LA Times reviews An Amerikan Family: The Shakurs and the Nation They Created by Santi Elijah Holley (Mariner): “The greatest triumph…is the way Holley expertly blends archival research—including court documents, congressional transcripts, FBI records and newspaper clippings—with oral history to tell human stories that are at once exceptional and recognizable.”

Vox reviews The Late Americans by Brandon Taylor (Riverhead): The Late Americans is a novel whose ideas and images linger longer in the mind than its characters do.”

Entertainment Weekly grades the 8 best romance novels of spring

Briefly Noted

LibraryReads and Library Journal offer read-alikes for Identity by Nora Roberts (St. Martin's), the top holds title of the week.

LJ’s Barbara Hoffert has new prepub alerts.

Knopf will publish Gabriel García Márquez’s final novel, Until August, in 2024. LitHub reports. 

Open Road Integrated Media is finding new life in republishing and marketing out-of-print books.
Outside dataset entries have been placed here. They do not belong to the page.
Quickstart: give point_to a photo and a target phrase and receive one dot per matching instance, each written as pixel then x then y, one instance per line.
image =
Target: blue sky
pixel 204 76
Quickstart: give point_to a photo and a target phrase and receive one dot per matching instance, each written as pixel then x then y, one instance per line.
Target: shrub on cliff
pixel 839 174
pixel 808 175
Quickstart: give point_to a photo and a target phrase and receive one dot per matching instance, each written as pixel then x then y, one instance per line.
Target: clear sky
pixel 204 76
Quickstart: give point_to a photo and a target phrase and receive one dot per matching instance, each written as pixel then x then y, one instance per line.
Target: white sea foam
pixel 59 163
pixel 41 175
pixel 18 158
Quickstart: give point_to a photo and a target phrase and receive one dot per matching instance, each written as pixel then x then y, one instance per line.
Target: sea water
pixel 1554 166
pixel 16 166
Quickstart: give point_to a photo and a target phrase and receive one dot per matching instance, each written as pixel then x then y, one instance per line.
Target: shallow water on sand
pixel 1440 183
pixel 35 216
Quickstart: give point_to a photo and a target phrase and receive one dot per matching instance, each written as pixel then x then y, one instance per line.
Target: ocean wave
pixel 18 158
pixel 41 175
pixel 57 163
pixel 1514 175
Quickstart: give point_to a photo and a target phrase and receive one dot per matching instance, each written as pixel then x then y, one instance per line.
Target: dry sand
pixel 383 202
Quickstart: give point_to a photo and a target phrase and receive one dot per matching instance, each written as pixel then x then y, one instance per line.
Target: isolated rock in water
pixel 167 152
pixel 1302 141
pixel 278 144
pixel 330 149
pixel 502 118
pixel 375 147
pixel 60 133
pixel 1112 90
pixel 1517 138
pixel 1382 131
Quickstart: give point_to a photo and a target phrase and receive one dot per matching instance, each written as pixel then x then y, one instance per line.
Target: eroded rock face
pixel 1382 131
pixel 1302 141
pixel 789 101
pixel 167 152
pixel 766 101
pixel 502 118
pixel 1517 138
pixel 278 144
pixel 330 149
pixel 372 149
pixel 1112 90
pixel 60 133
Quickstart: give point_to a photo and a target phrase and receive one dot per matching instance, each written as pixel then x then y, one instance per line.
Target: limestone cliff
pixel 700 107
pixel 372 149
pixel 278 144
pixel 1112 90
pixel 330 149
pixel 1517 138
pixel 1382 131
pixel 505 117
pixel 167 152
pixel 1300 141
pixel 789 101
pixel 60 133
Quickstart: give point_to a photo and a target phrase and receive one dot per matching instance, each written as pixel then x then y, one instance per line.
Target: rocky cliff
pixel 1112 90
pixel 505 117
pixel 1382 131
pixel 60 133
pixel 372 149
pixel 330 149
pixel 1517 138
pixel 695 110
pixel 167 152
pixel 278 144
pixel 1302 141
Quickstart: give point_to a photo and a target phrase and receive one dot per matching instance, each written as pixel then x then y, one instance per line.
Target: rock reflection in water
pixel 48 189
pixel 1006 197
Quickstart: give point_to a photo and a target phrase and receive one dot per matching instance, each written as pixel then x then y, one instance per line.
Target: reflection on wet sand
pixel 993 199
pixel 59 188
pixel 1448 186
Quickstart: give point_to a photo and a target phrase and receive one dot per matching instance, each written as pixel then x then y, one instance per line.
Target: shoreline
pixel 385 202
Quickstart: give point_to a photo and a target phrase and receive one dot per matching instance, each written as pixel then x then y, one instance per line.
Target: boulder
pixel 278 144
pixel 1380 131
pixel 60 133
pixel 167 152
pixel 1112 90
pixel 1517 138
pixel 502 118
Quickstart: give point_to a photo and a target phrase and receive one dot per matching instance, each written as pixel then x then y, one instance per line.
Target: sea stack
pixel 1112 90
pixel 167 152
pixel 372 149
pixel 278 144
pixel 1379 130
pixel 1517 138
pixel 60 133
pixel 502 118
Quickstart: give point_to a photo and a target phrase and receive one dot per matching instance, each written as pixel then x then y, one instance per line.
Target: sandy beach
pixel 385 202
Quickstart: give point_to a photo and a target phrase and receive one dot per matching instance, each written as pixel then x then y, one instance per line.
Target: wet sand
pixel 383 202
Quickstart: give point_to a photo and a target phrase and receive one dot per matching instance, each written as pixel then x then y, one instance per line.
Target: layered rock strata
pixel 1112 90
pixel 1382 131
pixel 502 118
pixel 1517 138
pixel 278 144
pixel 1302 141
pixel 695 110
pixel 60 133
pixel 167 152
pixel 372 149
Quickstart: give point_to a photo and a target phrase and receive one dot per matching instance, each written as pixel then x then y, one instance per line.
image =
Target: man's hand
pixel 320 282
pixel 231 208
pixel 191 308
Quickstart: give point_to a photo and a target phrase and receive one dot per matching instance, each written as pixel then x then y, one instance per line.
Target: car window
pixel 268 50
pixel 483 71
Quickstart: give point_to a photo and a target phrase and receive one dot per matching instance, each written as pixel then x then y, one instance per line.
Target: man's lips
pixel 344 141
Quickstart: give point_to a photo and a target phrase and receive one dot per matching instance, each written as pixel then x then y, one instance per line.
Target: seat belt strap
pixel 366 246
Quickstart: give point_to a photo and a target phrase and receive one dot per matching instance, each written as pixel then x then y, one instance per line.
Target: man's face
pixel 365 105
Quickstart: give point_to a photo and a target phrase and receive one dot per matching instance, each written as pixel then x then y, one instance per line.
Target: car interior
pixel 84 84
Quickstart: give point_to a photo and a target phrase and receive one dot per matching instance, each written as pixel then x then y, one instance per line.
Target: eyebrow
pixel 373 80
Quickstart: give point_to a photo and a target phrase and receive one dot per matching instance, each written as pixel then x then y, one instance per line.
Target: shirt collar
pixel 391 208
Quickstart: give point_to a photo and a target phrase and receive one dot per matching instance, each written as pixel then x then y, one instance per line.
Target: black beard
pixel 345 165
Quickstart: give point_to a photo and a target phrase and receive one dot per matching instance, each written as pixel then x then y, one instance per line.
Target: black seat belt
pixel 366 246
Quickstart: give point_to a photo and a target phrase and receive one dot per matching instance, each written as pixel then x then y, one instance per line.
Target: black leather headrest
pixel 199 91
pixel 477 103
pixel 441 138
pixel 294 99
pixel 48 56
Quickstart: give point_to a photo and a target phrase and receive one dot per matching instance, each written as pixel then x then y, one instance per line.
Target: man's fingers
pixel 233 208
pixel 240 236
NYT has the story. 

Ruth E. Carter discusses writing her new book, The Art of Ruth E. Carter: Costuming Black History and the Afrofuture, from Do the Right Thing to Black Panther (Chronicle; LJ starred review), with People.

People highlights Miranda Lambert’s new cookbook,Y’all Eat Yet?: Welcome to the Pretty B*tchin’ Kitchen (Dey Street), and shares a recipe. 

NYT has a feature on Gene Luen Yang and the new series, American Born Chinese, based on his graphic novel. 

Kwame Alexander, Why Fathers Cry at Night: A Memoir in Love Poems, Recipes, Letters, and Remembrances (Little, Brown), answers 10 questions at Poets & Writers

Victor Luckerson adapts material from his new book, Built from the Fire: The Epic Story of Tulsa’s Greenwood District, America’s Black Wall Street (Random), in an essay for Time

Bustle talks with Brittany Snow and Jaspre Guest about their new book, September Letters: Finding Strength and Connection in Sharing Our Stories (Harper). 

The Millions has an interview with Poetry Editor-in-Chief Adrian Matejka about “how his work has changed, his deep love for comics, and the recent changes at the magazine.”

Brandon Taylor, The Late Americans (Riverhead), takes Elle’s Shelf Life literary questionnaire

NYT highlights newly published titles.

CrimeReads lists the best recent nonfiction crime books

PopSugar has “48 New Fantasy Books to Add to Your Magical Reading List,” and highlights new historical fiction

OprahDaily shares “The Perfect Young Adult Books for Every Teenage Girl in Your Life.”

T&C has a list of books about fraternities and sororities

Authors On Air

NPR’s Morning Edition chats with Elise Hu about her new book, Flawless: Lessons in Looks and Culture from the K-Beauty Capital (Dutton). 

NPR’s All Things Considered talks with Colin Kaepernick, Change the Game, about his “pivot from baseball to football.”